In contrast to his novels, in which the author does not preach a message and abstains from judgment, Begley expresses a clear political and moral opinion in his essays and statements on the state of the United States. Begley represents decidedly liberal positions and reveals himself as a supporter of the Democrats , who sharply criticized George W. Bush and saw in Barack Obama a bearer of hope. In the German-speaking press in particular, Begley is a frequent conversationalist and acts as an intermediary for his home country. Begley, however, restricted himself to the fact that a writer who turns to the politics of the day becomes "an unreliable and capricious reporter" who expresses preliminary thoughts which do not meet the truthful claim that he makes of realistic literature.

Honors

Begley's first work, Wartime Lies , was awarded the Irish Times / Aer Lingus International Fiction Prize and the Harold V. Ribalow Prize in 1991, and the Hemingway Foundation PEN Award and the Prix ​​Médicis étranger in 1992 . In 1995 Begley received the Jeanette Schocken Prize and the American Academy of Letters Award in Literature , in 2000 the Literature Prize of the Konrad Adenauer Foundation and in 2008 an honorary doctorate from the New Philology Faculty of Heidelberg University .

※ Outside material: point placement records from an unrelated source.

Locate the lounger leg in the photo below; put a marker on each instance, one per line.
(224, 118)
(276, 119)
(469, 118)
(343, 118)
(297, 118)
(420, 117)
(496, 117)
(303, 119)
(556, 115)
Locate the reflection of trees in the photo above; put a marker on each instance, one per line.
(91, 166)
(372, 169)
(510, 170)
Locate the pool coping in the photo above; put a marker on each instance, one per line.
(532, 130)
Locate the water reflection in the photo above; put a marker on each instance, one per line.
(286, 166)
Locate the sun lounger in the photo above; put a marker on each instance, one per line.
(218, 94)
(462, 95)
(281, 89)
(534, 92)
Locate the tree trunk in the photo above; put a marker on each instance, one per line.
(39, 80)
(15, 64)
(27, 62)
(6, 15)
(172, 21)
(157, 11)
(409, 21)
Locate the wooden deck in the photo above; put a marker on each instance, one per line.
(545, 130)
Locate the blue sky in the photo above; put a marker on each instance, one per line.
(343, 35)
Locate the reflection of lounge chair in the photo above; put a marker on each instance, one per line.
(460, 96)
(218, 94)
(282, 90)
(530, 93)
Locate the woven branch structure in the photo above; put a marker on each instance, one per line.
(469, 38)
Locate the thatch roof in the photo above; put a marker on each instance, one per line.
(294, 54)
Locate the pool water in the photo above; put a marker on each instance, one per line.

In 2000 he was appointed a member of the American Philosophical Society and Chevalier des Ordre des Arts et des Lettres . He has been a member of the American Academy of Arts and Letters since 2011 .

Publications

Novels

Essay collections

  • 2001: The Promised Land: Observations from a Distance , ISBN 3-518-12217-7 .
  • 2005: Venice For Lovers (with Anka Muhlstein)
  • 2007: Transatlantic Misunderstandings: A European-American Tradition , Zabert Sandmann, ISBN 978-3-89883-190-1
  • 2008: The Tremendous World I Have Inside My Head. Franz Kafka: A Biographical Essay
    • German 2008: The monstrous world that I have in my head. About Franz Kafka . Deutsche Verlags-Anstalt, ISBN 978-3-421-04362-7 .
  • 2008: Between Facts and Fictions. Heidelberg Poetics Lectures , ISBN 978-3-518-12526-7
  • 2009: Why the Dreyfus Affair Matters
    • German 2009: The Dreyfus case. Devil's Island, Guantánamo, The Nightmare of History , ISBN 978-3-518-42062-1 .

The German translations by Christa Krüger were published by Suhrkamp Verlag, unless otherwise stated .

documentary

  • Marion Kollbach: Louis Begley - A talent for self-invention. (Germany, 2010, 45 min.)

literature

  • Christa Krüger: Louis Begley. Life work effect . Suhrkamp, ​​Frankfurt am Main 2008, ISBN 978-3-518-18236-9 .
  • Abby HP Werlock: Begley, Louis , In: Abby HP Werlock, James P. Werlock: Encyclopedia of the American Novel , Infobase Learning, 2015

Web links

Commons : Louis Begley  - Collection of images, videos and audio files

Individual evidence

  1. ^ Begley, Louis. In: Munzinger Online / People - International Biographical Archive.
  2. Christa Krüger: Louis Begley. Life Work Effect , pp. 11–17, 133–134.
  3. ^ Marion Kollbach: Louis Begley - A talent for self-invention.
  4. Christa Krüger: Louis Begley. Life Work Effect , pp. 18-25, 134.
  5. See Debevoise & Plimpton in the English language Wikipedia .
  6. Christa Krüger: Louis Begley. Life Work Effect , pp. 25–32, 134–135.
  7. Christa Krüger: Louis Begley. Life Work Effect , pp. 32–43, 134–135.
  8. A happy marriage . In: The time . No. 41/2013
  9. Christa Krüger: Louis Begley. Life Work Effect , pp. 38–46, 135.
  10. Christa Krüger: Louis Begley. Life Work Effect , pp. 46–51, 122–125, 135–136.
  11. Christa Krüger: Louis Begley. Life Work Effect , pp. 56–64, 136.
  12. Christa Krüger: Louis Begley. Life work effect , p. 8.
  13. Christa Krüger: Louis Begley. Life Work Effect , pp. 74–75.
  14. Christa Krüger: Louis Begley. Life Work Effect , pp. 9, 54.
  15. Christa Krüger: Louis Begley. Life Work Effect , pp. 43, 58–60, 95, 98.
  16. Christa Krüger: Louis Begley. Life Work Effect , pp. 61–62, 127.
  17. Academy Members. American Academy of Arts and Letters, accessed January 10, 2019 .
  18. Ulrich Greiner : In places black ice. Louis Begley surprisingly fails. In: The time. November 27, 2003, No. 49 (review).
  19. Andreas Isenschmid : Ghosts that beset him. In: The time. March 8, 2007, No. 11, p. 56.
  20. Elmar Krekeler: The discreet Mr. Begley . In: Literary World (Saturday supplement of the world ). February 24, 2007.